Species of flowering plant

Cyanothamnus polygalifolius, commonly known as dwarf boronia, milkwort-leaved boronia or milkwort boronia, is a plant in the citrus family Rutaceae and is endemic to eastern Australia. It is a low-lying shrub with simple leaves and white or pink flowers arranged singly or in groups of up to three in leaf axils.

==Description==
Cyanothamnus polygalifolius is a low-lying, spreading shrub that typically grows to a height of about 0.3 m with its branches also about 0.3 m long. The plant is glabrous, apart from the flowers . The leaves are simple, usually sessile, linear to elliptic, 6-30 mm long and 1-6 mm wide with the edges down-curved or rolled under. There is usually only one, but sometimes up to three flowers arranged in groups in the leaf axils on a pedicel 1-11 mm long.

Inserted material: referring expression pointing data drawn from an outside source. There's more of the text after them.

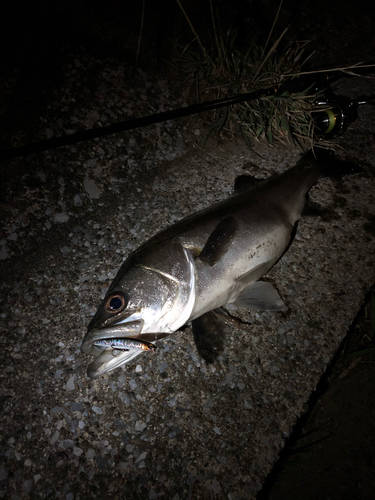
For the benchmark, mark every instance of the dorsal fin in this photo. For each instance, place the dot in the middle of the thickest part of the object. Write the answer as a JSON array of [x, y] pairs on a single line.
[[219, 241]]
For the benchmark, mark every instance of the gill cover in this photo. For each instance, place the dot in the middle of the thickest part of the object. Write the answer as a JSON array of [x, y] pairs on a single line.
[[154, 291]]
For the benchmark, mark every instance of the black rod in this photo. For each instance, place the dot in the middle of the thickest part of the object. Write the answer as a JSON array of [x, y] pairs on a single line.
[[133, 123]]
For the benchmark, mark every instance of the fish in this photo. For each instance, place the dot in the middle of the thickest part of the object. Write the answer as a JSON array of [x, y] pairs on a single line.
[[189, 271], [127, 344]]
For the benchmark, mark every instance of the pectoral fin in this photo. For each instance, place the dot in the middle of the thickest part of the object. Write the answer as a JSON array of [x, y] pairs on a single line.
[[209, 334], [219, 241], [260, 296]]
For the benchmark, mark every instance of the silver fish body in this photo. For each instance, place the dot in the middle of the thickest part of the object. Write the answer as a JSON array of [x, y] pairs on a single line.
[[201, 263]]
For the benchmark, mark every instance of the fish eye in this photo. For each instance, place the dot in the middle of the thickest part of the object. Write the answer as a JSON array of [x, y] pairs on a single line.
[[116, 302]]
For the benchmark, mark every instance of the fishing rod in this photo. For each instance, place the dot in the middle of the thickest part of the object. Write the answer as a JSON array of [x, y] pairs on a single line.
[[332, 116]]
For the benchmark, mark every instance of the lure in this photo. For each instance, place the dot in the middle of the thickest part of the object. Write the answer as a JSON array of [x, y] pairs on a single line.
[[125, 344]]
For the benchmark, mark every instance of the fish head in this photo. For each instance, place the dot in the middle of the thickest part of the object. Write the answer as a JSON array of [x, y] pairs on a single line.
[[150, 298]]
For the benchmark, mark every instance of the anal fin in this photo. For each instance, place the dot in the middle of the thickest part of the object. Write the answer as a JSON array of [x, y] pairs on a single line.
[[260, 296]]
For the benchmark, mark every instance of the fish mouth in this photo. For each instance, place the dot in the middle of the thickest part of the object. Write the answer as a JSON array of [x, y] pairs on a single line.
[[109, 359]]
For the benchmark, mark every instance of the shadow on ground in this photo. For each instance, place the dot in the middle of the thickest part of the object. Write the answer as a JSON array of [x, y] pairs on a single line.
[[331, 451]]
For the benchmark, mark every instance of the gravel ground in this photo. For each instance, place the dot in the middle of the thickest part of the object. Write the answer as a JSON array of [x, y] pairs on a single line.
[[168, 425]]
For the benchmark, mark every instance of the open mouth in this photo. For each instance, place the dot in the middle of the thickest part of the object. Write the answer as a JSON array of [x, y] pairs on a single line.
[[116, 345]]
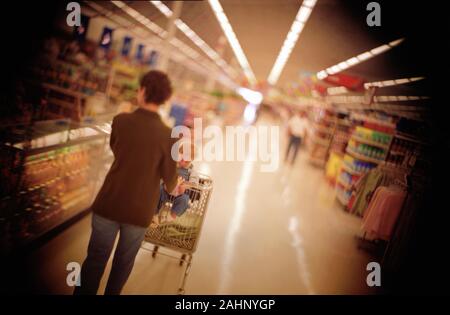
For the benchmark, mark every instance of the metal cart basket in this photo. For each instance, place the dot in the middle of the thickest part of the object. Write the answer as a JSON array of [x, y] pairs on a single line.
[[182, 234]]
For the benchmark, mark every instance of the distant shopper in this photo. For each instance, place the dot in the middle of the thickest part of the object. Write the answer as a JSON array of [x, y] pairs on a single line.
[[178, 195], [141, 144], [297, 128]]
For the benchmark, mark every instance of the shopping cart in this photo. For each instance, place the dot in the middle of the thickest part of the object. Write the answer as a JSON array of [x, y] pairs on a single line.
[[182, 234]]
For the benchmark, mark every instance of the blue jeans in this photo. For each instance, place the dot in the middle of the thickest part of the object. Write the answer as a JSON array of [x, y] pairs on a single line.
[[294, 144], [180, 203], [101, 243]]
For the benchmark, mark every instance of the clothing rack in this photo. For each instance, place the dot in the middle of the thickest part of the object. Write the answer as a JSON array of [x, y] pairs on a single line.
[[402, 180]]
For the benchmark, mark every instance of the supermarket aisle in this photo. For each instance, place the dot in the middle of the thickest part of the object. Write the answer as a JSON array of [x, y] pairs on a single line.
[[265, 233]]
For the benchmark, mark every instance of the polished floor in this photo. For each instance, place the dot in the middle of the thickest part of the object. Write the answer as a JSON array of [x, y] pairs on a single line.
[[265, 233]]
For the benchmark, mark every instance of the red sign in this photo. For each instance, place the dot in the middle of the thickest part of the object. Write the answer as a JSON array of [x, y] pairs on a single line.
[[350, 82]]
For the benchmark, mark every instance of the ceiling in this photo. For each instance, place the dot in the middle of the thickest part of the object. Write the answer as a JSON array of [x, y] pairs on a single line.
[[335, 31]]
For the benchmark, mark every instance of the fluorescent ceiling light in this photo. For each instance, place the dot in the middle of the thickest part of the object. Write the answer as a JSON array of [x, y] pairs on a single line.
[[195, 38], [393, 98], [162, 8], [359, 58], [291, 39], [392, 82], [337, 90], [253, 97], [232, 39]]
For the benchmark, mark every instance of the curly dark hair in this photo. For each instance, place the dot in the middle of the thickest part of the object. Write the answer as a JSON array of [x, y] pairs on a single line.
[[158, 88]]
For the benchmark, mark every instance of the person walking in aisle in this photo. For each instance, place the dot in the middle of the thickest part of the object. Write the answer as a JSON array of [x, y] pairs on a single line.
[[141, 144], [297, 126]]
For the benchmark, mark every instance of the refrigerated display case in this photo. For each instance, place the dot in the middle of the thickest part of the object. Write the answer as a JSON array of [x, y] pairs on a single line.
[[50, 172]]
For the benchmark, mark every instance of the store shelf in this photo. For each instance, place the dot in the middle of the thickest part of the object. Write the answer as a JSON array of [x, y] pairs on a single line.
[[362, 157], [349, 170], [318, 140], [342, 122], [317, 161], [397, 153], [406, 137], [346, 186], [370, 142], [343, 200], [324, 129]]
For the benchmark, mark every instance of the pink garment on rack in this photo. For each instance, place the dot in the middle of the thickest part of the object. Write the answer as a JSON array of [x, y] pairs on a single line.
[[382, 212]]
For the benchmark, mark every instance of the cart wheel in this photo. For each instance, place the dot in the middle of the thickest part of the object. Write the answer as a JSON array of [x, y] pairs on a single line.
[[155, 251], [183, 257]]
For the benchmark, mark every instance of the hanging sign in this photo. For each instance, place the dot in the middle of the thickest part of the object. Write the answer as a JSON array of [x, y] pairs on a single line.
[[153, 58], [126, 47], [79, 32], [140, 52], [106, 38]]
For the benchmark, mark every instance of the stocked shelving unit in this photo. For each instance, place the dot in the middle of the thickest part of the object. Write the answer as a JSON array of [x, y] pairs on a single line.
[[324, 125], [368, 146], [50, 171], [338, 145]]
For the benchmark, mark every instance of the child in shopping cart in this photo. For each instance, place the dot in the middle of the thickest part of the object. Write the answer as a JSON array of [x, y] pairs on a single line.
[[179, 196]]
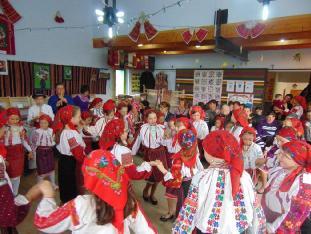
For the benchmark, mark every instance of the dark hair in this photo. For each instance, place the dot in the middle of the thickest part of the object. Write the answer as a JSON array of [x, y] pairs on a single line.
[[165, 105], [213, 101], [84, 88], [76, 109], [105, 212]]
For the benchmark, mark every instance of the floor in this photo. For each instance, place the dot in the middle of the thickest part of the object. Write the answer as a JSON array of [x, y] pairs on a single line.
[[153, 212]]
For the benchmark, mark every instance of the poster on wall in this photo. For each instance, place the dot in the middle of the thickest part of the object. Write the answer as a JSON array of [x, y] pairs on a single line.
[[207, 85], [135, 82], [41, 75], [249, 87], [243, 98], [3, 67], [67, 73]]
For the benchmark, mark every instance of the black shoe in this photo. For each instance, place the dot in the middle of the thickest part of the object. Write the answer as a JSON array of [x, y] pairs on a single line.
[[163, 218], [153, 202], [146, 198]]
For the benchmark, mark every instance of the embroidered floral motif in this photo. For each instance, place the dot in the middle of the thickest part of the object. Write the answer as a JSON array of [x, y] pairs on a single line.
[[184, 221], [103, 162], [240, 211], [213, 221]]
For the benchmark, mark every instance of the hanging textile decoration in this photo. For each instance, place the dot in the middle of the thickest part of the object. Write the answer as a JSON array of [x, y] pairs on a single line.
[[7, 39], [250, 29], [150, 30], [200, 34], [58, 18], [9, 11]]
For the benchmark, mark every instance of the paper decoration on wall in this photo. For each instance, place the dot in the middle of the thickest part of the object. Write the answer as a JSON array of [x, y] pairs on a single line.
[[149, 29], [7, 39], [249, 86], [58, 18], [239, 86], [243, 98], [200, 34], [207, 85], [250, 29], [230, 85], [41, 76], [161, 81], [9, 11]]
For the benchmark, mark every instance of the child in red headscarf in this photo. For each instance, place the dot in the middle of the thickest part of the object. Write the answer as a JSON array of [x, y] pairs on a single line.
[[109, 207], [185, 164], [150, 138], [197, 115], [253, 158], [221, 198], [42, 143], [16, 142], [286, 201], [70, 146]]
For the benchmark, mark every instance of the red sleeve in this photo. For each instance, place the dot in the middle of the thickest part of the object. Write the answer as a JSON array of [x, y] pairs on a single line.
[[176, 173], [133, 174]]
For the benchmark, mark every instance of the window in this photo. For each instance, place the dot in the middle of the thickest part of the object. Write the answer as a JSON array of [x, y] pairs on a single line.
[[120, 82]]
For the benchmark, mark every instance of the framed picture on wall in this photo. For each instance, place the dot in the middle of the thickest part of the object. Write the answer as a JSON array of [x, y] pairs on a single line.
[[4, 67], [41, 76], [67, 73]]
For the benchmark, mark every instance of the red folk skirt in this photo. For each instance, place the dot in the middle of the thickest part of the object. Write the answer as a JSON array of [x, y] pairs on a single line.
[[152, 155], [10, 213], [88, 145], [45, 160], [15, 158]]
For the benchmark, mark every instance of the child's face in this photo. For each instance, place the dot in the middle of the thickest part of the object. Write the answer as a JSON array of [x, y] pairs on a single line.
[[88, 121], [196, 116], [2, 131], [247, 139], [217, 123], [152, 119], [44, 124], [39, 101], [123, 111], [13, 120], [76, 118]]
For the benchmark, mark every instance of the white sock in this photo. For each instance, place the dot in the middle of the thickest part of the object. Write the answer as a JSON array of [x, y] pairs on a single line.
[[15, 185]]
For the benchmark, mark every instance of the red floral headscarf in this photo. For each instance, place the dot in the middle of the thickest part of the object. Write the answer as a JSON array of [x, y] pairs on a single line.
[[105, 177], [287, 132], [222, 144], [199, 109], [300, 152], [241, 117], [95, 102], [111, 133], [47, 118], [302, 101], [188, 142]]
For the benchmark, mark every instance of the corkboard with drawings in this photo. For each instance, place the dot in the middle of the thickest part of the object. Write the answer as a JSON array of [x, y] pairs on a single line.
[[185, 79]]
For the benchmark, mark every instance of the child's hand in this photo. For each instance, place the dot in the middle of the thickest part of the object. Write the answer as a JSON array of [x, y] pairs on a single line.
[[30, 156]]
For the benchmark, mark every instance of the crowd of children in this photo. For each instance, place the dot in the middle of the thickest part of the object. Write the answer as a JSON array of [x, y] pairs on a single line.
[[225, 170]]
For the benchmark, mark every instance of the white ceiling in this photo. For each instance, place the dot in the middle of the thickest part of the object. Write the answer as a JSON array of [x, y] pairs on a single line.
[[201, 12]]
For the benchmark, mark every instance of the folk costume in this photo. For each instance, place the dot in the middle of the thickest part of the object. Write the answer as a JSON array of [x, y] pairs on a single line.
[[287, 199], [71, 149], [221, 199]]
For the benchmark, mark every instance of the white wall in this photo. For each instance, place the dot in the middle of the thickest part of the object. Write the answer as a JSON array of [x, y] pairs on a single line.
[[201, 12], [69, 47]]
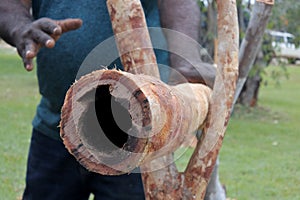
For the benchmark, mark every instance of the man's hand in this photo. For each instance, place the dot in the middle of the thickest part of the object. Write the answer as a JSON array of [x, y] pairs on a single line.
[[183, 18], [44, 32]]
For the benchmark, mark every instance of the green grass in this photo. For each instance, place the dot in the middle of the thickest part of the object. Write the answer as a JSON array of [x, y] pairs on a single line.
[[18, 97], [259, 158]]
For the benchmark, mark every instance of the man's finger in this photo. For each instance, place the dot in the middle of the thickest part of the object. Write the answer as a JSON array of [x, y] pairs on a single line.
[[69, 24]]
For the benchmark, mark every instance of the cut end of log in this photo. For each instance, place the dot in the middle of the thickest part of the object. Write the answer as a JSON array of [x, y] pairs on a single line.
[[113, 121]]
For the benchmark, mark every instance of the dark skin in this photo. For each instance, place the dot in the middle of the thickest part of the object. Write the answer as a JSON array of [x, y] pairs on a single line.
[[27, 35], [20, 30]]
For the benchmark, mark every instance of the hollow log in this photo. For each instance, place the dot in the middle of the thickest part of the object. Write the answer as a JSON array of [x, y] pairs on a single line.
[[115, 121]]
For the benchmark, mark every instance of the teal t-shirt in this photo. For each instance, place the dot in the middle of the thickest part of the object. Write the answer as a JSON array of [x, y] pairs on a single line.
[[57, 68]]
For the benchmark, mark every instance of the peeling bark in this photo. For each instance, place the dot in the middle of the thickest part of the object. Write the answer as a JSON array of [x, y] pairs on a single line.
[[201, 164], [132, 37], [252, 42], [163, 112], [156, 116]]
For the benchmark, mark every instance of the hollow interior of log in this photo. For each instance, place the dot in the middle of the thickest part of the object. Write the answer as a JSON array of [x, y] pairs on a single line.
[[110, 124], [113, 118]]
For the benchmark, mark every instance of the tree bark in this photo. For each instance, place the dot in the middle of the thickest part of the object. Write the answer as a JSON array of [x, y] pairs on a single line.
[[252, 42], [153, 109]]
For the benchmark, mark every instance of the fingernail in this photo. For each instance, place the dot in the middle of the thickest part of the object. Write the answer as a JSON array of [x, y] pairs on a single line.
[[49, 43], [56, 30], [29, 67], [29, 54]]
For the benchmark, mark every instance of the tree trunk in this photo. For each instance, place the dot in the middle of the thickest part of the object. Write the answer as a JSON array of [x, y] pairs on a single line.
[[249, 93], [155, 113]]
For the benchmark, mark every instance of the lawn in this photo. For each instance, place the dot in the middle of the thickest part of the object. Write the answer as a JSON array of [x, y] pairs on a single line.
[[259, 158]]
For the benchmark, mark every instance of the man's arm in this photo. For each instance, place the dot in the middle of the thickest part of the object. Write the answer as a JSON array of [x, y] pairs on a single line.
[[18, 29], [184, 16]]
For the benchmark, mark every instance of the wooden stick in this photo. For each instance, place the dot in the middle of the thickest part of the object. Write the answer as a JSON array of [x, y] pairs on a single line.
[[203, 160]]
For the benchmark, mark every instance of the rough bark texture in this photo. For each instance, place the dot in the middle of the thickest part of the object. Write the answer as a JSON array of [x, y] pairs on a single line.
[[252, 42], [204, 158], [156, 113], [132, 37], [164, 112]]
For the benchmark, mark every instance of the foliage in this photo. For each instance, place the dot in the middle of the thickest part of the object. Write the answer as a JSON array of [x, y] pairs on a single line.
[[285, 17], [259, 156]]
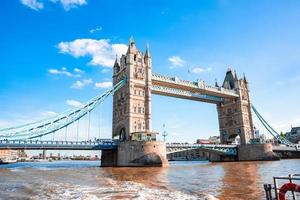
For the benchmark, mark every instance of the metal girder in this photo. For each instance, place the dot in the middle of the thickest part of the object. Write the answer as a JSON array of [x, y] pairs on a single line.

The four sepals are egg-shaped to triangular, 1.5-2 mm long, 1-1.5 mm long and glabrous. The four petals are pink or white, 4.5-6.5 mm long with their bases overlapping. The eight stamens have hairy edges. Flowering mainly occurs from September to January and the fruit is a glabrous capsule 4-5 mm long.

==Taxonomy and naming==
This species was first formally described in 1798 by James Edward Smith who gave it the name Boronia polygalifolia in his book 'Tracts relating to natural history. In a 2013 paper in the journal Taxon, Marco Duretto and others changed the name to Cyanothamnus polygalifolius on the basis of cladistic analysis. The specific epithet (polygalifolius) is a reference to the similarity of the leaves of this species to those in the genus Polygala.

==Distribution and habitat==
Dwarf boronia grows in open forest, woodland and heath between the Blackdown Tableland and Kroombit Tops in Queensland and Moruya and Geehi in New South Wales. A single specimen has been recorded in eastern Victoria.